Es war unter den Dienern schon lange kein Geheimnis mehr, dass Roy der Liebling der Prinzessin war– und das in vielerlei Hinsicht. Nicht selten trafen andere Diener ihn des Nachts in den Fluren, wenn er sich von den Gemächern der Prinzessin zurück in den Dienertrakt stahl. Viele der Dienerinnen und Diener redeten nur mit schlechter Zunge von Roy, doch Ilayda konnte nicht anders, als Roy zu danken. Wenn er bei der Prinzessin gewesen war, war sie zumeist sehr viel umgänglicher.

Als die Zofen mit der Prinzessin fertig waren, schickte Sanenu sie zu Roy und Ilayda. Schnell puderten sie die Gesichter der beiden und richteten ein letztes Mal die Haare, bevor es erneut an der Tür klopfte.

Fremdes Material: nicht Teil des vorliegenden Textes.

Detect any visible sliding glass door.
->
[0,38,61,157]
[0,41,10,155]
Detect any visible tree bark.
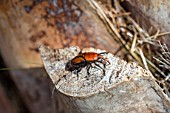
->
[39,45,170,113]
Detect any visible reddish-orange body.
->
[71,52,99,63]
[66,52,110,77]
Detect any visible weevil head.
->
[65,60,74,71]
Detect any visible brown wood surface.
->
[0,0,118,113]
[39,45,170,113]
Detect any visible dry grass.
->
[87,0,170,97]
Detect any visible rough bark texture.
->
[0,0,118,113]
[39,45,170,113]
[121,0,170,47]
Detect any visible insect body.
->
[66,52,110,76]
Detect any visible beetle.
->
[66,52,110,77]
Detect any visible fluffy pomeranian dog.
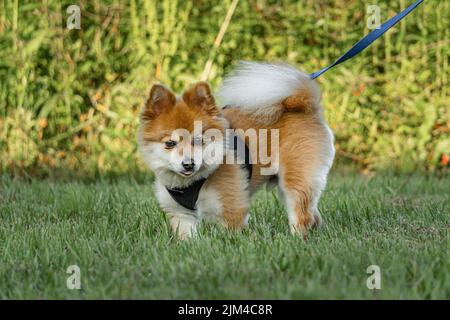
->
[138,62,335,239]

Ein Soldat trat herein und verbeugte sich tief bevor er zu sprechen begann.

„Prinzessin, Ihr werdet erwartet."

Die Prinzessin nickte und winkte Roy und Ilayda zu sich. Hoch erhobenen Hauptes schritt Sanenu auf den Flur, begleitet von sechs Wachen und ihren Dienern.

Sie gingen durch unzählige Gänge und Ilayda spürte die Aufregung der Prinzessin immer deutlicher. Heute waren viele junge Königssöhne aus unterschiedlichen Ländern angereist, die für eine Heirat in Frage kamen. Und auch wenn Sanenu die freie Wahl hatte, lastete doch ein Druck auf ihr. Sie war bereits 26 Jahre alt und auch wenn es für Elfen üblich war aufgrund ihrer Langlebigkeit später zu heiraten, konnte man den Aufruhr im Land spüren.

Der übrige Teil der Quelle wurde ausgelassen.